Racconti. La verità vuole essere trovata

Il racconto di Morena Garro, La verità vuole essere trovata, ha ottenuto il “Primo premio per le classi terze” tra i racconti giunti dal Centro-Sud nell’ambito della sezione Narrazioni del “Concorso nazionale Sulle vie della parità”. Partendo dall’incipit n.3 sviluppa una storia complessa dove una storia di violenza di genere si intreccia con un rapporto intenso tra fratello e sorella ma anche con la confusione dell’adolescenza, che rende difficile riconoscere ed esprimere emozioni e sentimenti.
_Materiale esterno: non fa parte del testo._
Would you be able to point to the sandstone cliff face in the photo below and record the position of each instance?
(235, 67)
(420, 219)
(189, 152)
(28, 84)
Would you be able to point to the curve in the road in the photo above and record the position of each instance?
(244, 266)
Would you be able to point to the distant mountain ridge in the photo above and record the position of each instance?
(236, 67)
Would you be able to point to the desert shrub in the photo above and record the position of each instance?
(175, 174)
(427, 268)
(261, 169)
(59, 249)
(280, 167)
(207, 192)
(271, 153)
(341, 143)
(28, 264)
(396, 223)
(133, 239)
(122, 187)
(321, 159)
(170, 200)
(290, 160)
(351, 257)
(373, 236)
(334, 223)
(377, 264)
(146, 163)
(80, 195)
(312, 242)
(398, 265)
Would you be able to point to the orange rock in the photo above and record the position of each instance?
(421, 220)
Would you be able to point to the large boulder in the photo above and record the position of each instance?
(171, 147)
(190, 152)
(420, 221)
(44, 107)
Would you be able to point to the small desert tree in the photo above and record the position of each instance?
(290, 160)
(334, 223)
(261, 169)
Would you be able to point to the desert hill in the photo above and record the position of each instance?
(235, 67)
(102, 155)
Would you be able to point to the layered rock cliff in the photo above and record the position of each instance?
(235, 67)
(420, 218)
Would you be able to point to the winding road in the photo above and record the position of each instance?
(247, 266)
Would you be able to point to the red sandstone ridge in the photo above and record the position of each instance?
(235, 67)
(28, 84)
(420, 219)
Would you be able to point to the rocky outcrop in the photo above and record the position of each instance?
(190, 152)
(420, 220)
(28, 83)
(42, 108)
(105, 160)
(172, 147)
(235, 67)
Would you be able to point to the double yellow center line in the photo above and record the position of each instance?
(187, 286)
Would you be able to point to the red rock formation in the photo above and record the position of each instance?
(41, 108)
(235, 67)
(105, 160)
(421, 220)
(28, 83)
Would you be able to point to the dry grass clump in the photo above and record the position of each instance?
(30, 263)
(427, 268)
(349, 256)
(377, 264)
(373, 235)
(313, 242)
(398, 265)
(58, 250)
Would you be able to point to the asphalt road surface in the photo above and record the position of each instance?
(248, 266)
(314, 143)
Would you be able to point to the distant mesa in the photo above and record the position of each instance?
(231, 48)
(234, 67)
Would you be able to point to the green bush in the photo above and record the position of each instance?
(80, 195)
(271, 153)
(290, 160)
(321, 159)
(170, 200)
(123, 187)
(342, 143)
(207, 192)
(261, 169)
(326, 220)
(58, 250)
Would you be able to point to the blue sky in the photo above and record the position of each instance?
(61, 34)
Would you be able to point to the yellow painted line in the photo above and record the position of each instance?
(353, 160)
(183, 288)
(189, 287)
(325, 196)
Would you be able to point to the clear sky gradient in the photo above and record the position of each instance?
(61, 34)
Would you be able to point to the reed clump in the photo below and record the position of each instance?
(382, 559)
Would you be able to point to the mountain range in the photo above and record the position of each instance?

Morena ha frequentato la terza A del liceo classico Matteo Raeli di Noto e il suo lavoro è stato seguito dalle insegnanti Venera Parisi e Concettina Raudino.

La verità vuole essere trovata

Incipit n. 3

Alla fine mi è toccato guardarmi allo specchio. E giuro che non lo volevo fare. Avrei preferito girare un po’ su Instagram, vedere che c’è di nuovo, o al limite scendere da casa e fare una corsa al parco. Sudare mi ha sempre fatto bene, fin da bambino. Però lo specchio mi dice che se riuscissi a raccontare tutto, fino in fondo, sarei per una volta dalle parti della verità.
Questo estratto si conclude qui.